Il ministro della Giustizia, Alfonso Bonafede, con il capo del Dap, Francesco Basentini (foto LaPresse)

Maresca contro il buco nero dell'amministrazione penitenziaria

Annalisa Chirico

Carceri inadeguate per affrontare l'emergenza sanitaria, boss mafiosi ai domiciliari. Il sostituto procuratore di Napoli: “Così vengono vanificati gli sforzi dell’autorità giudiziaria. E la credibilità dello stato va in frantumi”
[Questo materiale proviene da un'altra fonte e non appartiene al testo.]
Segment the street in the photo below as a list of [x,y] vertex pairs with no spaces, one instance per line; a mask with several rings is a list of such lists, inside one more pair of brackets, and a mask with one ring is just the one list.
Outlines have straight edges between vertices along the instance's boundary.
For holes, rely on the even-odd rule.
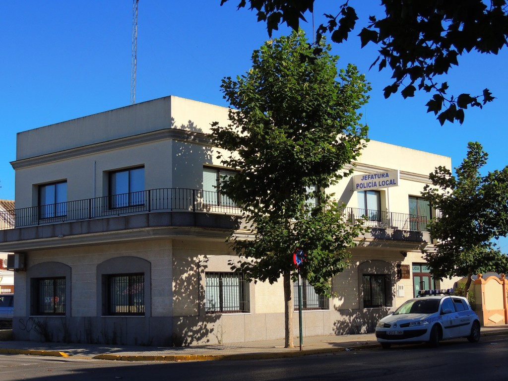
[[0,355],[0,381],[102,380],[418,380],[506,378],[508,336],[461,339],[432,348],[394,345],[267,360],[181,363]]

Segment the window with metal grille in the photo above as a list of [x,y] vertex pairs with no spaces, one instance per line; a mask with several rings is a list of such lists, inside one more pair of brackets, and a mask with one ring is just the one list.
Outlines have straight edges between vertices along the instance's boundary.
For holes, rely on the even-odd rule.
[[243,275],[232,272],[205,273],[207,313],[248,310],[248,285]]
[[386,274],[363,274],[363,307],[392,306],[392,284]]
[[[314,287],[307,279],[302,279],[302,309],[328,309],[329,299],[325,295],[316,293]],[[298,282],[293,283],[293,291],[295,296],[295,309],[298,309]]]
[[65,277],[34,279],[34,314],[65,314]]
[[235,203],[222,193],[220,184],[223,179],[233,177],[236,172],[223,169],[205,167],[203,169],[203,198],[205,204],[234,206]]
[[110,275],[107,277],[108,313],[144,315],[144,274]]

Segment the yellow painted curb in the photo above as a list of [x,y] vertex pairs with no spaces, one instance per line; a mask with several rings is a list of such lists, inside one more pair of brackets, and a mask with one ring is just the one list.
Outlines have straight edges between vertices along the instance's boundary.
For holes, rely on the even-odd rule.
[[351,347],[321,348],[304,351],[290,350],[287,352],[265,353],[242,353],[234,355],[168,355],[159,356],[137,356],[124,355],[98,355],[92,358],[96,360],[109,360],[118,361],[213,361],[219,360],[261,360],[299,357],[312,355],[325,354],[334,352],[345,352],[368,348],[375,348],[378,344],[370,344]]
[[70,356],[65,352],[60,352],[57,351],[20,350],[11,348],[0,348],[0,353],[7,353],[9,355],[28,355],[37,356],[55,356],[56,357],[69,357]]

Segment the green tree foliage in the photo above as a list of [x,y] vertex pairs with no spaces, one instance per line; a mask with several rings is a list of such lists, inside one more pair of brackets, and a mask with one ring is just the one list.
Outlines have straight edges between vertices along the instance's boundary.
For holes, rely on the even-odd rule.
[[437,240],[435,251],[425,258],[436,277],[471,277],[488,271],[505,273],[506,255],[495,240],[508,234],[508,166],[482,176],[488,154],[478,142],[468,145],[467,155],[452,175],[439,167],[430,174],[432,186],[423,197],[441,215],[429,225]]
[[306,251],[302,275],[326,293],[363,231],[346,224],[343,205],[325,190],[352,173],[342,168],[365,146],[367,128],[358,110],[370,87],[353,66],[338,73],[330,48],[321,43],[312,55],[301,30],[265,43],[247,73],[223,79],[231,124],[212,128],[214,144],[231,152],[219,155],[222,164],[239,170],[223,179],[221,191],[255,227],[251,239],[230,238],[239,257],[233,268],[250,280],[273,283],[282,276],[287,346],[293,346],[293,252]]
[[[222,5],[228,0],[221,0]],[[249,0],[258,21],[267,23],[268,34],[283,22],[294,29],[306,21],[314,0]],[[327,33],[340,43],[356,26],[358,17],[349,1],[325,14],[328,23],[319,26],[317,41]],[[246,6],[241,0],[238,8]],[[384,89],[385,98],[400,92],[404,98],[418,90],[431,93],[428,112],[433,112],[442,125],[445,121],[464,120],[468,107],[482,108],[494,100],[488,89],[471,96],[447,93],[448,84],[437,80],[458,65],[458,57],[471,50],[497,54],[507,44],[508,15],[505,0],[382,0],[385,16],[371,16],[360,31],[362,47],[369,42],[379,47],[377,64],[380,71],[393,72],[393,82]]]

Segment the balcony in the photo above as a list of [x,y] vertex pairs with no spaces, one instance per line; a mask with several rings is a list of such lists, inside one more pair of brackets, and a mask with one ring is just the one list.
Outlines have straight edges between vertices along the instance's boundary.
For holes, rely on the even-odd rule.
[[[241,208],[217,192],[176,188],[17,209],[0,212],[0,224],[5,225],[0,228],[6,229],[0,230],[0,251],[50,247],[56,244],[55,237],[97,233],[109,233],[103,239],[110,241],[165,234],[192,236],[196,231],[184,229],[195,228],[204,228],[201,234],[207,237],[213,231],[223,240],[225,231],[242,228],[241,214]],[[428,233],[424,233],[428,222],[424,216],[346,208],[344,216],[353,223],[363,220],[370,229],[365,237],[378,242],[429,241]],[[174,227],[180,229],[177,233],[168,229]],[[47,242],[27,243],[37,240]]]

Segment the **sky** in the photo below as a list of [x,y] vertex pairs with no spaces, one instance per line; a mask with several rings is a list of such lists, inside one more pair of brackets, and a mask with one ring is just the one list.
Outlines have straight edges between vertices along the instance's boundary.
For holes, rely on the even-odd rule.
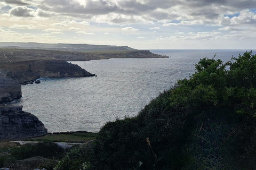
[[256,49],[256,0],[0,0],[0,42]]

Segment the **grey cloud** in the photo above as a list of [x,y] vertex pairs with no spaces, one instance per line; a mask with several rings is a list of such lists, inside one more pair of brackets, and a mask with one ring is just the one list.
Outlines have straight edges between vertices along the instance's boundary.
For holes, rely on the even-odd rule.
[[[4,1],[9,4],[17,4],[25,2]],[[83,4],[76,0],[28,0],[26,3],[37,4],[34,7],[42,9],[37,13],[41,17],[52,17],[55,14],[55,16],[90,19],[95,16],[111,13],[127,16],[113,18],[110,21],[115,23],[141,22],[138,18],[154,22],[207,20],[214,22],[228,12],[237,12],[244,9],[256,8],[255,0],[150,0],[145,1],[145,3],[134,0],[85,0]],[[13,8],[10,13],[15,16],[32,16],[33,14],[27,9]]]
[[15,4],[15,5],[29,5],[29,4],[24,3],[22,1],[20,0],[4,0],[4,2],[6,4]]
[[49,12],[45,12],[41,9],[37,10],[37,11],[38,11],[37,15],[39,16],[44,17],[44,18],[49,18],[49,17],[53,17],[53,16],[56,16],[55,14],[53,14]]
[[31,13],[33,11],[33,9],[26,6],[17,6],[10,10],[9,14],[16,16],[33,17],[34,15]]

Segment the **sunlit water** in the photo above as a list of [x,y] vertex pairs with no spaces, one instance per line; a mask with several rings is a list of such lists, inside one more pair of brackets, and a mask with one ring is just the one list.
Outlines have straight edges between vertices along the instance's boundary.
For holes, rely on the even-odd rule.
[[37,116],[49,132],[98,132],[106,122],[134,116],[178,79],[194,73],[205,56],[225,61],[245,50],[152,50],[169,58],[122,58],[73,62],[97,77],[45,78],[22,86],[12,105]]

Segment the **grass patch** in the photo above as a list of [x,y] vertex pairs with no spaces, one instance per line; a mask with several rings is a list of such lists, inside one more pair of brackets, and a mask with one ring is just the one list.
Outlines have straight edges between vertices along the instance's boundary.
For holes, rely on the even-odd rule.
[[97,135],[97,133],[87,132],[54,133],[43,137],[31,138],[28,140],[31,141],[83,143],[94,140]]

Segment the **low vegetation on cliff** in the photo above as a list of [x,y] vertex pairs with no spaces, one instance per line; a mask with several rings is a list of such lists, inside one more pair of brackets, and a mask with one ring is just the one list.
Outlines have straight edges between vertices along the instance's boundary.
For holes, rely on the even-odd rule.
[[137,116],[107,123],[54,169],[255,169],[256,55],[204,58],[195,68]]

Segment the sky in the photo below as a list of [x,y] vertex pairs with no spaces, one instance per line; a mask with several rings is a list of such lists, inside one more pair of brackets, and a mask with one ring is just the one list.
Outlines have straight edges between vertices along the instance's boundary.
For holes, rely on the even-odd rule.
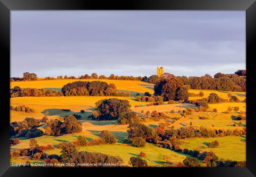
[[12,11],[11,77],[245,69],[245,11]]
“La credibilità dello stato è andata in frantumi”, così Catello Maresca, sostituto procuratore generale di Napoli, commenta l’ondata di scarcerazioni in seguito a una circolare del Dap che ordina agli istituti di pena di censire i “soggetti a rischio” per età o patologie. Il risultato è che, tre giorni dopo, il boss siciliano Francesco Bonura è uscito di cella, e con lui oltre trenta detenuti appartenenti alla criminalità organizzata sono stati scarcerati. Tra i nomi di spicco quello di Pasquale Zagaria, fratello del boss dei casalesi Michele, recluso al 41bis e adesso ai domiciliari per una grave patologia.

 


Il sostituto procuratore generale di Napoli Catello Maresca (foto LaPresse)


  

“Un capo mandamento che torna in libertà provoca danni diretti e indiretti – prosegue Maresca – In primo luogo, rappresenta un pericolo per l’intero territorio: i luogotenenti si riattivano, raccolgono le direttive e danno nuova linfa a un sistema illecito individuato grazie alle operazioni effettuate da magistrati e polizia giudiziaria. Le faccio un esempio: un imprenditore, che denuncia l’estortore, può riporre ancora la propria fiducia in uno stato che libera il condannato prima che sconti interamente la pena?”.

 

Ma i domiciliari sono una modalità di esecuzione della pena. “Nel caso dell’associazione mafiosa, il trasferimento a casa comporta una serie di problemi pratici che fanno venir meno le garanzie di isolamento del 41bis, per esempio. Si materializza così un pericolo reale per la persona offesa e per la sua famiglia, nonché per chi ha collaborato con la giustizia. Arrestare e far condannare un mafioso comporta un gigantesco lavoro di persuasione sul territorio per convincere gli adepti a rompere il patto omertoso e affidarsi allo stato. Questa gente si fida dello stato se lo stato la tutela. Se le istituzioni mostrano cedimenti, la fiducia viene meno e il lavoro dell’autorità giudiziaria si complica”.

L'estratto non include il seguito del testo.